Check the label for added sugars and sodium content, ideally less than 150 milligrams of sodium per slice, Dr. Rimm says. Thin-sliced bread is another good way to cut sodium and calories in your sandwich without resorting to the lettuce wrap, an often-suggested dieters’ hack.
While the typical American sandwich (like the one at right) is filled with sodium and preservatives, you can make a far healthier version (see left).
Piling on tomatoes, lettuce and other vegetables adds fiber and nutrients. Skip the processed cheese, which is high in sodium and other additives.
White bread quickly turns into sugar and causes blood glucose to shoot up and then an insulin spike to compensate. 100% whole grain bread is high in fiber and keeps you fuller longer.

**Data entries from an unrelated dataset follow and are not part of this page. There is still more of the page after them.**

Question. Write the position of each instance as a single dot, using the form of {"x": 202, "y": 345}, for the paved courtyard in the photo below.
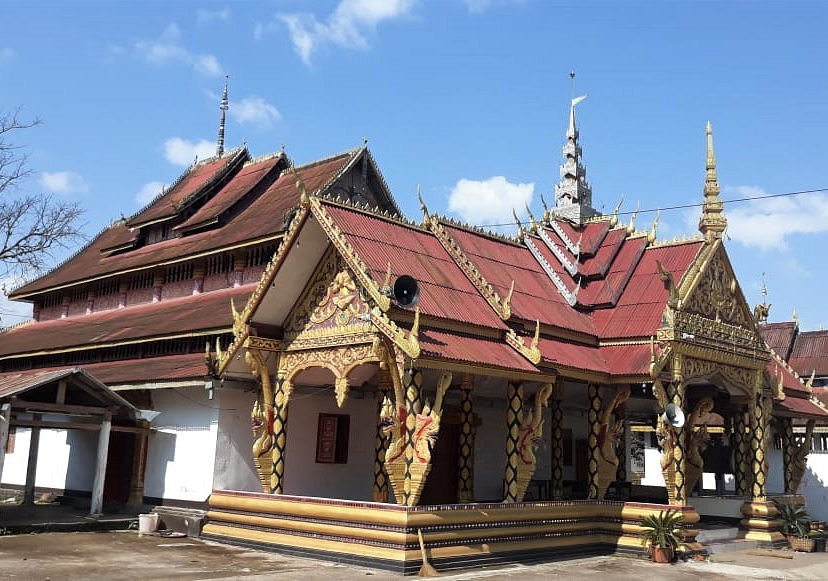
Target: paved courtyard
{"x": 126, "y": 555}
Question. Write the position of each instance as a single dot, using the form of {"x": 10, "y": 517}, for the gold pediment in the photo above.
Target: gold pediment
{"x": 330, "y": 310}
{"x": 714, "y": 293}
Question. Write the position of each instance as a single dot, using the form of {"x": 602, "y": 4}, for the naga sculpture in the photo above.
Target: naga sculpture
{"x": 408, "y": 458}
{"x": 531, "y": 435}
{"x": 262, "y": 418}
{"x": 610, "y": 432}
{"x": 697, "y": 442}
{"x": 799, "y": 457}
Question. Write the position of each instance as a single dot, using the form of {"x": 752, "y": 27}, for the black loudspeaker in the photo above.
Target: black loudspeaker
{"x": 406, "y": 291}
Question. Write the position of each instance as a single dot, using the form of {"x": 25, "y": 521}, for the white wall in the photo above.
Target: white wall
{"x": 182, "y": 445}
{"x": 814, "y": 486}
{"x": 234, "y": 468}
{"x": 303, "y": 476}
{"x": 65, "y": 461}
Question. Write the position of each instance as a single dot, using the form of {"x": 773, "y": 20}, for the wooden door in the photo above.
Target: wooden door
{"x": 441, "y": 484}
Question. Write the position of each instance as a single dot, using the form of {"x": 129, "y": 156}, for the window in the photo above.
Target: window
{"x": 332, "y": 439}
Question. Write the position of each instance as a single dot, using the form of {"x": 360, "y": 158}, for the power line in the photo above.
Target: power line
{"x": 697, "y": 204}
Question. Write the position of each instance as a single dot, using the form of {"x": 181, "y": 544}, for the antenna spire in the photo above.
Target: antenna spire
{"x": 713, "y": 222}
{"x": 224, "y": 106}
{"x": 573, "y": 195}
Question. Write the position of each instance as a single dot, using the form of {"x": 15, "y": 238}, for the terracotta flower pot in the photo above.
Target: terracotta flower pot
{"x": 661, "y": 554}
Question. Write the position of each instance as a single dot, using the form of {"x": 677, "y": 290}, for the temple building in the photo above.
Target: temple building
{"x": 374, "y": 387}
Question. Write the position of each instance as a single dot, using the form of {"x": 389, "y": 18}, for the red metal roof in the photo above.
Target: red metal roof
{"x": 169, "y": 317}
{"x": 639, "y": 309}
{"x": 810, "y": 353}
{"x": 244, "y": 182}
{"x": 574, "y": 355}
{"x": 465, "y": 348}
{"x": 445, "y": 292}
{"x": 779, "y": 336}
{"x": 627, "y": 359}
{"x": 188, "y": 185}
{"x": 263, "y": 217}
{"x": 535, "y": 297}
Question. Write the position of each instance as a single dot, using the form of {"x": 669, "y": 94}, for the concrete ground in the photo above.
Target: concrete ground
{"x": 126, "y": 555}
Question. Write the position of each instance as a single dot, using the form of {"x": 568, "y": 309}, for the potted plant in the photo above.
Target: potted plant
{"x": 661, "y": 534}
{"x": 796, "y": 526}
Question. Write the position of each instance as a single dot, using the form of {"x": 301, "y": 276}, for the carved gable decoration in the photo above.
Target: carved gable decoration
{"x": 716, "y": 294}
{"x": 331, "y": 309}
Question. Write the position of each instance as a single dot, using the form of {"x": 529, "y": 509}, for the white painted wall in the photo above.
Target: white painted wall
{"x": 490, "y": 450}
{"x": 814, "y": 486}
{"x": 303, "y": 476}
{"x": 182, "y": 445}
{"x": 234, "y": 468}
{"x": 65, "y": 461}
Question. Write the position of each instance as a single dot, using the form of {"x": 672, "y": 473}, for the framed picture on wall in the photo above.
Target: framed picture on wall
{"x": 332, "y": 439}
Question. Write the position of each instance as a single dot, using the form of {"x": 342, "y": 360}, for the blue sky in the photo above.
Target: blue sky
{"x": 451, "y": 94}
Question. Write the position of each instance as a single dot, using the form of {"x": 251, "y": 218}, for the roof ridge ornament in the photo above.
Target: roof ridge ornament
{"x": 713, "y": 222}
{"x": 224, "y": 105}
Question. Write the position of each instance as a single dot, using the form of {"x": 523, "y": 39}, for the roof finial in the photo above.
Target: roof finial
{"x": 713, "y": 222}
{"x": 224, "y": 106}
{"x": 573, "y": 196}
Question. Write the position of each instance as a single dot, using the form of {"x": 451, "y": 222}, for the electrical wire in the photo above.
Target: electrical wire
{"x": 696, "y": 204}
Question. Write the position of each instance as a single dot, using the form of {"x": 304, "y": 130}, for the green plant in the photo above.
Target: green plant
{"x": 662, "y": 530}
{"x": 795, "y": 519}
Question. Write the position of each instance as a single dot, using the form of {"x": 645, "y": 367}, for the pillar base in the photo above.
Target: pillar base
{"x": 760, "y": 522}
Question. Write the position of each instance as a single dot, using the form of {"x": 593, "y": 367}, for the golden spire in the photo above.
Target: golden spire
{"x": 713, "y": 222}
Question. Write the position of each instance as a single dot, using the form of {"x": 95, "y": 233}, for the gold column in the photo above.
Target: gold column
{"x": 380, "y": 493}
{"x": 675, "y": 395}
{"x": 594, "y": 418}
{"x": 786, "y": 431}
{"x": 514, "y": 413}
{"x": 280, "y": 415}
{"x": 414, "y": 381}
{"x": 556, "y": 434}
{"x": 758, "y": 425}
{"x": 465, "y": 458}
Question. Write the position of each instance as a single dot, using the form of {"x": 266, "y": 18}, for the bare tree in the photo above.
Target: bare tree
{"x": 32, "y": 226}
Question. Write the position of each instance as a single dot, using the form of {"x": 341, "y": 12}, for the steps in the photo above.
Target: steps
{"x": 724, "y": 539}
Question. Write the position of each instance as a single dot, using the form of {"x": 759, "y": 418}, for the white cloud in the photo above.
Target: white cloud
{"x": 254, "y": 111}
{"x": 148, "y": 192}
{"x": 767, "y": 224}
{"x": 479, "y": 6}
{"x": 167, "y": 49}
{"x": 183, "y": 152}
{"x": 489, "y": 201}
{"x": 346, "y": 26}
{"x": 12, "y": 312}
{"x": 63, "y": 182}
{"x": 205, "y": 16}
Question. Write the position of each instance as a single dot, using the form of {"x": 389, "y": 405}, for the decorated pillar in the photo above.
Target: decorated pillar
{"x": 786, "y": 434}
{"x": 621, "y": 442}
{"x": 284, "y": 389}
{"x": 758, "y": 424}
{"x": 556, "y": 445}
{"x": 594, "y": 419}
{"x": 380, "y": 493}
{"x": 514, "y": 412}
{"x": 465, "y": 457}
{"x": 760, "y": 514}
{"x": 741, "y": 456}
{"x": 413, "y": 433}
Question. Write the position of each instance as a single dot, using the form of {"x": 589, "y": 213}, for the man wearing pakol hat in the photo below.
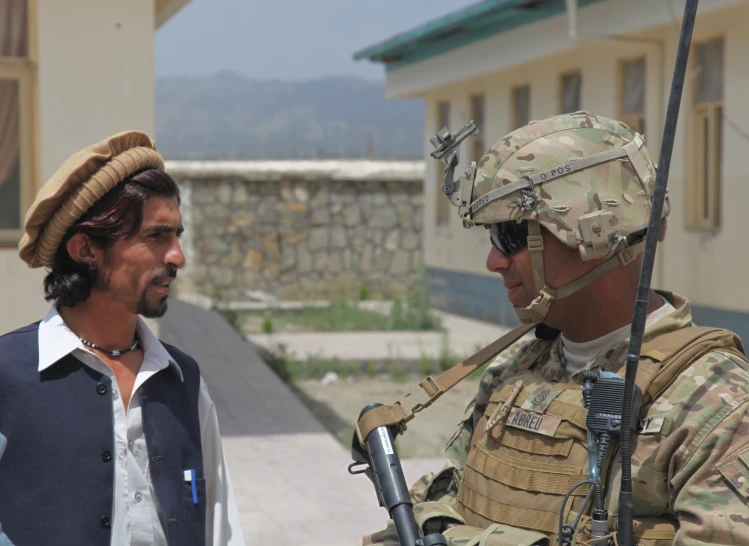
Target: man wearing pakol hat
{"x": 536, "y": 459}
{"x": 112, "y": 436}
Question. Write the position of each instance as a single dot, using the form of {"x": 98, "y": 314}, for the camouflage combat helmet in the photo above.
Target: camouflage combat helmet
{"x": 585, "y": 178}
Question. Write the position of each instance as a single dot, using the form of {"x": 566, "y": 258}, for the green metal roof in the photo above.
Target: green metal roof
{"x": 476, "y": 22}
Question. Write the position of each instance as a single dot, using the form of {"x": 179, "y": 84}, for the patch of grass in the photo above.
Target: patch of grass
{"x": 363, "y": 292}
{"x": 339, "y": 316}
{"x": 267, "y": 324}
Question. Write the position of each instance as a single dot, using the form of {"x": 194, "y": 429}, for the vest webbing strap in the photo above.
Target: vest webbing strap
{"x": 430, "y": 389}
{"x": 515, "y": 516}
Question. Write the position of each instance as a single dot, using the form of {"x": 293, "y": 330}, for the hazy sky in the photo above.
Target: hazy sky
{"x": 286, "y": 39}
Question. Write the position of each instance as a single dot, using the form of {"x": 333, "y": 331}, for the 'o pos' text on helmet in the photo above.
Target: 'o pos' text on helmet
{"x": 585, "y": 178}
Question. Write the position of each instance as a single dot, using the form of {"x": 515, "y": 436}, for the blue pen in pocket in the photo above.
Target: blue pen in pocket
{"x": 190, "y": 476}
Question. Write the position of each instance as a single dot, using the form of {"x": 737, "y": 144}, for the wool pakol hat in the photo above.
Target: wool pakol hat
{"x": 79, "y": 183}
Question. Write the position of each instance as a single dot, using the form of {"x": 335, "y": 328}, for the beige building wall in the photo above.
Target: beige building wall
{"x": 95, "y": 78}
{"x": 709, "y": 268}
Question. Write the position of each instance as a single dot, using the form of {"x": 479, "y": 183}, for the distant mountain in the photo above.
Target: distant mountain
{"x": 228, "y": 116}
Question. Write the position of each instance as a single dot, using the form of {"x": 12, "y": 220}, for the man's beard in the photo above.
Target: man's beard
{"x": 147, "y": 309}
{"x": 143, "y": 306}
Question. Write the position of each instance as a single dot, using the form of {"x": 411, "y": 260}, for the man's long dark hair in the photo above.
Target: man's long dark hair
{"x": 117, "y": 215}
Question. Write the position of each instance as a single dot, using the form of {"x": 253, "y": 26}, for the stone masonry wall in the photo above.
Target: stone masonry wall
{"x": 319, "y": 234}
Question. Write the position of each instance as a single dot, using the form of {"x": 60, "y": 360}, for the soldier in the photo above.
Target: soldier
{"x": 566, "y": 202}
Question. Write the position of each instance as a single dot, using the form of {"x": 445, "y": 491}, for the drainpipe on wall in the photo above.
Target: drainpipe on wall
{"x": 572, "y": 17}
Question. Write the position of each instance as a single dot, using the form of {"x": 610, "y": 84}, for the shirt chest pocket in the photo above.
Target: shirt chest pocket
{"x": 555, "y": 429}
{"x": 196, "y": 492}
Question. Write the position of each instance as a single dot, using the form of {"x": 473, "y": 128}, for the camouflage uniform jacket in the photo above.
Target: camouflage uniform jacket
{"x": 694, "y": 470}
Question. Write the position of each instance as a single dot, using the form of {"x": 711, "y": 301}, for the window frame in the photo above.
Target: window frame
{"x": 704, "y": 181}
{"x": 24, "y": 71}
{"x": 477, "y": 141}
{"x": 514, "y": 105}
{"x": 635, "y": 121}
{"x": 561, "y": 90}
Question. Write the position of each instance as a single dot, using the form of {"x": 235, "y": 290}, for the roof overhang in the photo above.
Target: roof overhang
{"x": 477, "y": 22}
{"x": 165, "y": 9}
{"x": 514, "y": 45}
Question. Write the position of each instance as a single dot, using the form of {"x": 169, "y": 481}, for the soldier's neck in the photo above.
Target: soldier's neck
{"x": 588, "y": 318}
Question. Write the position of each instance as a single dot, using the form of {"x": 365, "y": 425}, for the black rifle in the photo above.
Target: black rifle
{"x": 624, "y": 529}
{"x": 384, "y": 468}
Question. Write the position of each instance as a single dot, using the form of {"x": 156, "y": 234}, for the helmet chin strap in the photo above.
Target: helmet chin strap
{"x": 536, "y": 312}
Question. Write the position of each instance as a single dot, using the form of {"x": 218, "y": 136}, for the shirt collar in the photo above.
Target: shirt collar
{"x": 56, "y": 341}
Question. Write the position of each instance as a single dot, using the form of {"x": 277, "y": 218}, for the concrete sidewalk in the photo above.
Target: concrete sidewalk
{"x": 289, "y": 475}
{"x": 463, "y": 337}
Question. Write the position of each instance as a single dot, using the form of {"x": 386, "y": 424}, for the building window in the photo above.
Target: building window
{"x": 16, "y": 73}
{"x": 706, "y": 136}
{"x": 443, "y": 204}
{"x": 633, "y": 94}
{"x": 521, "y": 106}
{"x": 477, "y": 115}
{"x": 570, "y": 96}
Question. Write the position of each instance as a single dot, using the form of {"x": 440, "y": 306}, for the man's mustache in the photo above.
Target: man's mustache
{"x": 168, "y": 273}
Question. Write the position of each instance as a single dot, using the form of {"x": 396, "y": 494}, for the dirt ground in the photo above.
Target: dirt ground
{"x": 338, "y": 405}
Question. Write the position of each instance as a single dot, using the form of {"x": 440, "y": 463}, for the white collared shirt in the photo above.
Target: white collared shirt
{"x": 137, "y": 519}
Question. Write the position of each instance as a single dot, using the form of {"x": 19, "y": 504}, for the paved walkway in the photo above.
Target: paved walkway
{"x": 289, "y": 475}
{"x": 464, "y": 337}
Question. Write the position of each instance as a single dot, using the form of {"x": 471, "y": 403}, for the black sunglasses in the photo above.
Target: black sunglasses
{"x": 508, "y": 237}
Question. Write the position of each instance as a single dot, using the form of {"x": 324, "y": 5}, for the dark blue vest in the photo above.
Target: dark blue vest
{"x": 57, "y": 473}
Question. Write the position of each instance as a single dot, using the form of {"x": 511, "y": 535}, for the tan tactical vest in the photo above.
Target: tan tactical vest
{"x": 518, "y": 472}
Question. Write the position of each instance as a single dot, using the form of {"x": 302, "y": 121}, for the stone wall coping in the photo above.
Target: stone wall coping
{"x": 262, "y": 171}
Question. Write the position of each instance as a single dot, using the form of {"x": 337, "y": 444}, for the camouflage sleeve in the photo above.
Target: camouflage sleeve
{"x": 442, "y": 486}
{"x": 708, "y": 474}
{"x": 434, "y": 494}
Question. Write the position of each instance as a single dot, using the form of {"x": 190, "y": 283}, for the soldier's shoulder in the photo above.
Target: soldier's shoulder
{"x": 710, "y": 383}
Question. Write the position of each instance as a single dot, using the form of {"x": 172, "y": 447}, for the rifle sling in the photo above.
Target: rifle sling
{"x": 430, "y": 389}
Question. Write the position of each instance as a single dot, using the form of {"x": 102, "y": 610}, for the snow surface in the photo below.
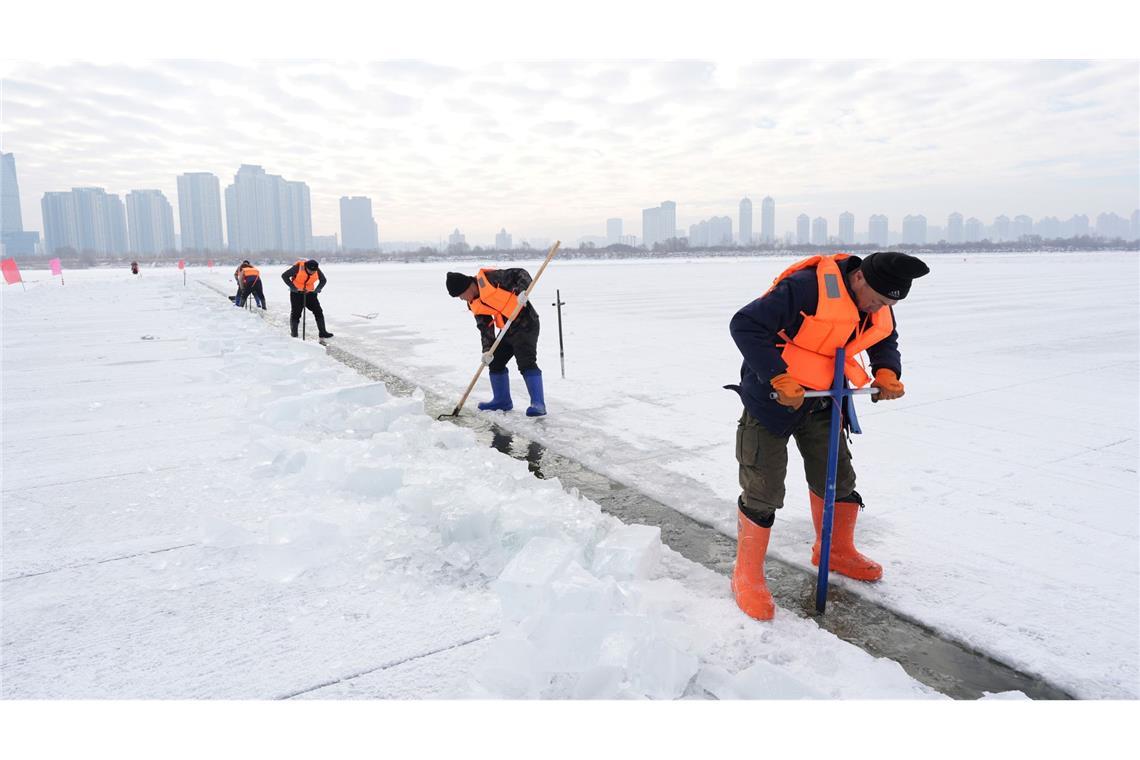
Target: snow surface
{"x": 197, "y": 506}
{"x": 1001, "y": 491}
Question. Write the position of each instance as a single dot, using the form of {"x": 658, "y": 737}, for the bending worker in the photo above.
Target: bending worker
{"x": 249, "y": 280}
{"x": 306, "y": 280}
{"x": 493, "y": 295}
{"x": 788, "y": 338}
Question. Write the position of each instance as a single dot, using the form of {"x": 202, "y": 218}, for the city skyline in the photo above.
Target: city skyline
{"x": 546, "y": 148}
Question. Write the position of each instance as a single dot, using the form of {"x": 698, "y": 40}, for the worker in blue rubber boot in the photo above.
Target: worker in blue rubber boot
{"x": 493, "y": 296}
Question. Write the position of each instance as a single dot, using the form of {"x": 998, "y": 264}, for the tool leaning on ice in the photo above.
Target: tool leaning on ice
{"x": 306, "y": 282}
{"x": 493, "y": 295}
{"x": 789, "y": 337}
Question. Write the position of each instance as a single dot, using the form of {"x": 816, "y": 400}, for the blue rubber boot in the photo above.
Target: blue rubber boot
{"x": 501, "y": 386}
{"x": 534, "y": 378}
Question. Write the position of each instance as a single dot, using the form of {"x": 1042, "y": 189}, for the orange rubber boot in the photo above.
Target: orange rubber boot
{"x": 845, "y": 557}
{"x": 748, "y": 585}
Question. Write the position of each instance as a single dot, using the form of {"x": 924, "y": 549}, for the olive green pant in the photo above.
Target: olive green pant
{"x": 763, "y": 458}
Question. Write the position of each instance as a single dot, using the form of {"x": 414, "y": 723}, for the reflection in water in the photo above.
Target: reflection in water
{"x": 504, "y": 441}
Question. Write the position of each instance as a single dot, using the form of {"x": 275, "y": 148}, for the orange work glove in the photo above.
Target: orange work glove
{"x": 888, "y": 384}
{"x": 789, "y": 392}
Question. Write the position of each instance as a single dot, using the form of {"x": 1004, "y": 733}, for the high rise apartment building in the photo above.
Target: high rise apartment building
{"x": 149, "y": 222}
{"x": 358, "y": 226}
{"x": 200, "y": 212}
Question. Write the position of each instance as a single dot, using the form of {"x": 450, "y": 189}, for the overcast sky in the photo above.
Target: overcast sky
{"x": 552, "y": 149}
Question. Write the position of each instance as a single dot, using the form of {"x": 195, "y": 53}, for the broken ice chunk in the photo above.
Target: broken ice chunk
{"x": 527, "y": 578}
{"x": 628, "y": 553}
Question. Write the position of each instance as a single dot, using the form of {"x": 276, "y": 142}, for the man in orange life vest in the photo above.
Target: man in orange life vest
{"x": 788, "y": 338}
{"x": 306, "y": 280}
{"x": 249, "y": 280}
{"x": 493, "y": 295}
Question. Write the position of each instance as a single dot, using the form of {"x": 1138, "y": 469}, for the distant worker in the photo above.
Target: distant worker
{"x": 789, "y": 337}
{"x": 237, "y": 282}
{"x": 493, "y": 295}
{"x": 306, "y": 282}
{"x": 249, "y": 280}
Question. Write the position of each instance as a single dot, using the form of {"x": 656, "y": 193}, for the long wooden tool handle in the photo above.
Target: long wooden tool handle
{"x": 498, "y": 338}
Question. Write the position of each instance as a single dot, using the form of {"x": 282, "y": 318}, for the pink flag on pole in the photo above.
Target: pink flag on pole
{"x": 10, "y": 271}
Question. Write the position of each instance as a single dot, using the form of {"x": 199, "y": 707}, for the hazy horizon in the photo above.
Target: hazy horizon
{"x": 554, "y": 148}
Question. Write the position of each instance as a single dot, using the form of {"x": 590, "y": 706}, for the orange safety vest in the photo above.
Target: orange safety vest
{"x": 493, "y": 301}
{"x": 811, "y": 354}
{"x": 303, "y": 280}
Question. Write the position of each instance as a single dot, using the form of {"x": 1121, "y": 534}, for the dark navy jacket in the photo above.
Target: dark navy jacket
{"x": 756, "y": 328}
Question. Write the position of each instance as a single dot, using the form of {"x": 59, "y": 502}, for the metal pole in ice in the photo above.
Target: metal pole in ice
{"x": 562, "y": 354}
{"x": 829, "y": 491}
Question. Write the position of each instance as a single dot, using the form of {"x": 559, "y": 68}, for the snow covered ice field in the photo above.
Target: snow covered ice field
{"x": 1001, "y": 491}
{"x": 197, "y": 506}
{"x": 261, "y": 522}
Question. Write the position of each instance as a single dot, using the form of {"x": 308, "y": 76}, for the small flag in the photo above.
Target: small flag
{"x": 10, "y": 271}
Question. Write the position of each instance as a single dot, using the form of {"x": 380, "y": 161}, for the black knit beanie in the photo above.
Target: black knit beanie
{"x": 457, "y": 283}
{"x": 890, "y": 274}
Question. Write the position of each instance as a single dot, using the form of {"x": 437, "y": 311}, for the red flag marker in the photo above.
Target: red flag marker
{"x": 11, "y": 272}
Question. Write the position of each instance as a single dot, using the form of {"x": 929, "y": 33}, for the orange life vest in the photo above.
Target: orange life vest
{"x": 811, "y": 354}
{"x": 493, "y": 301}
{"x": 303, "y": 280}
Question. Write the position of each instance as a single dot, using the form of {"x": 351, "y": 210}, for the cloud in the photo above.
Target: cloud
{"x": 505, "y": 140}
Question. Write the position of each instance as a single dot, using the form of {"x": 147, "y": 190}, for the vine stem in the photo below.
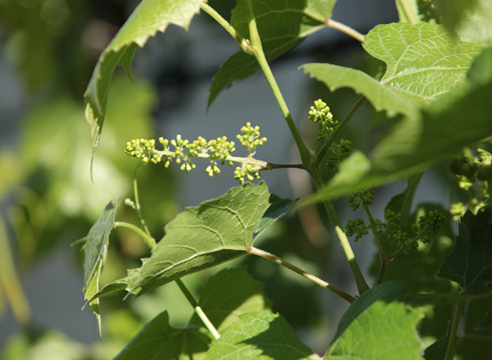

Go for fresh chicken breast instead of processed deli meat. Processed meats are loaded with sodium and preservatives and eating them is linked to a higher risk of heart disease and some cancers.
Skip processed meat
The processed meats—roast beef, ham, the bacon in your BLT—you find at the deli counter or in packages at the grocery store are loaded with sodium and preservatives, says Tufts’ Dr. Mozaffarian. Each serving a day of processed meat is associated with a 42% increased risk of heart disease and a 19% increased risk of diabetes, according to a review of research co-authored by Dr. Mozaffarian and published in the journal Circulation in 2010. More recent research has found similar results. Eating processed meats has also been linked to an increased risk of certain types of cancer.
While processed turkey slices have less saturated fat and calories than red meat, a turkey sandwich isn’t as virtuous as we think, says Dr. Kenney. It too is high in sodium and preservatives.
Instead of processed meat, choose fresh chicken breast or fresh turkey, which is often offered along with processed turkey at the grocery store deli counter, says Dr. Kenney. If you’re a red meat fan, sliced fresh steak or a burger is healthier than processed roast beef or salami, says Dr. Mozaffarian, since it doesn’t have the sodium and preservatives that processed meat does. Tuna—canned or fresh—is a better choice, too, he says.
Even a few simple changes can make your sandwich healthier.
Watch the condiments
Be sparing with mustard and ketchup, says Dr. Rimm, who calls them “salt vehicles.” Ketchup is often high in added sugars, too.
Perhaps surprisingly, mayonnaise isn’t a bad option, Dr. Rimm says. It usually is made from eggs and canola or soybean oil, which are high in the mono- and polyunsaturated fats that are associated with a lower risk of heart disease. (Mayo’s bad reputation is a hangover from the days when it used to contain unhealthy trans fats.)
Load your sandwich with tomato, lettuce and other vegetables for fiber and important nutrients.
Back to basics
One surprisingly good option is a healthy version of a kid favorite: peanut butter and jam, says Dr. Roberto, if you use 100% whole wheat bread and the right peanut butter and jam. (Jam tends to have more nutrients and fiber than jelly.)
Peanut butter has protein and healthy fats that keep you full. Use 100% whole wheat bread and look for peanut butter without added sugars, she advises. Choose jam low in added sugar, too; it’s even better if you can see chunks of whole fruit.
Since a soggy PB&J is unappealing, Dr. Roberto says it’s pretty easy to rein in the amount of sweet jam.
“There’s a built-in mechanism against overjellying,” she says. “It’s a really nice type of sandwich.”